É um contrato de emprego sem salário. É um contrato que não gera obrigação ao empregador de prover trabalho. É um contrato em que o empregado pode recusar o trabalho oferecido sem gerar ato de insubordinação ou ato de indisciplina, conforme expressamente disposto no §3º, do art. 452-A (“A recusa da oferta não descaracteriza a subordinação para fins do contrato de trabalho intermitente”).
A subordinação neste tipo de contrato somente ocorrerá se o empregado aceitar a convocação. A recusa é ato de exercício de liberdade do empregado.
De novo a lei nos coloca diante de um rompimento de paradigma. O trabalho ocasional sempre levou como argumento de exclusão de vínculo de emprego, além da ausência do seu caráter habitual, a possibilidade de recusa pelo prestador de serviços.
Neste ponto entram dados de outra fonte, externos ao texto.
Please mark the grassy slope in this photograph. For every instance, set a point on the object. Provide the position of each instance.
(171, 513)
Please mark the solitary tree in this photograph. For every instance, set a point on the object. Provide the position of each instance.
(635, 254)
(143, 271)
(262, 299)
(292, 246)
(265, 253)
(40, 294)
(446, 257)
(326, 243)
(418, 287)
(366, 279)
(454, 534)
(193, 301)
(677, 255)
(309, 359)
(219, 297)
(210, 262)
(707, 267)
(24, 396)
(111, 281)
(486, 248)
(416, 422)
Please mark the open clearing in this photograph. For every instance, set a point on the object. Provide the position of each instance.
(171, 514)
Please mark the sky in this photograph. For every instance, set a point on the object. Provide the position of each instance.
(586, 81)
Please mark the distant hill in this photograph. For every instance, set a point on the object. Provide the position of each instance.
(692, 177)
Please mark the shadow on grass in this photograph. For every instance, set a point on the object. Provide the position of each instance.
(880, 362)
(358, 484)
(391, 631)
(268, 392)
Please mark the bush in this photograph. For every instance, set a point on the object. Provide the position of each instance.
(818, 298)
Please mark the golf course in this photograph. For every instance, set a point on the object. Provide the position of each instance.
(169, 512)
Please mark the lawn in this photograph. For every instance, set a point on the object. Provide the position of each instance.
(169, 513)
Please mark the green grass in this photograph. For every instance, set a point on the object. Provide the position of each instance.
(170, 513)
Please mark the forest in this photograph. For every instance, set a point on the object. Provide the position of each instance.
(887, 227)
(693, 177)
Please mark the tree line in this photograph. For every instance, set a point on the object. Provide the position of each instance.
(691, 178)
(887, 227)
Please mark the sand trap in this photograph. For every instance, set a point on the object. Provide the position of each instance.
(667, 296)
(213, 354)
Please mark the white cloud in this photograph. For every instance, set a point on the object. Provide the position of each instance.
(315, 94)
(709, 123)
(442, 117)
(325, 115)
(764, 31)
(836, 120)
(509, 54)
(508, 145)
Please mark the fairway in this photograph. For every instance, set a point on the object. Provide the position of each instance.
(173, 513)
Todavia, a nova lei inaugura a inclusão da ausência de habitualidade e da manifestação contrária pelo prestador de serviços como elementos incapazes de excluir o vínculo de emprego.
A subordinação jurídica sempre foi o aspecto mais relevante de sobrevivência do Direito do Trabalho na afirmação da proteção na relação de emprego e da relação de emprego. A subordinação permite ao empregador o exercício dos poderes disciplinar e diretivo, comandos típicos e decorrentes do próprio contrato de trabalho e valerá na relação de trabalho intermitente de forma condicionada à aceitação da convocatória do empregador.
Há muito ainda que se estudar nesta relação de emprego sui generis em que há nítida inversão de controle do contrato e de sua vigência pelo empregado. Caberá às empresas a avaliação da conveniência de manter trabalhadores nesta condição e, quando se trata de organização empresarial, a possibilidade de recusa pelo empregado de executar o trabalho parece incompatível com a dinâmica das empresas. Talvez este tipo de contrato, tão praticado em outros países, não atinja o desejo de redução na estatística dos desempregados.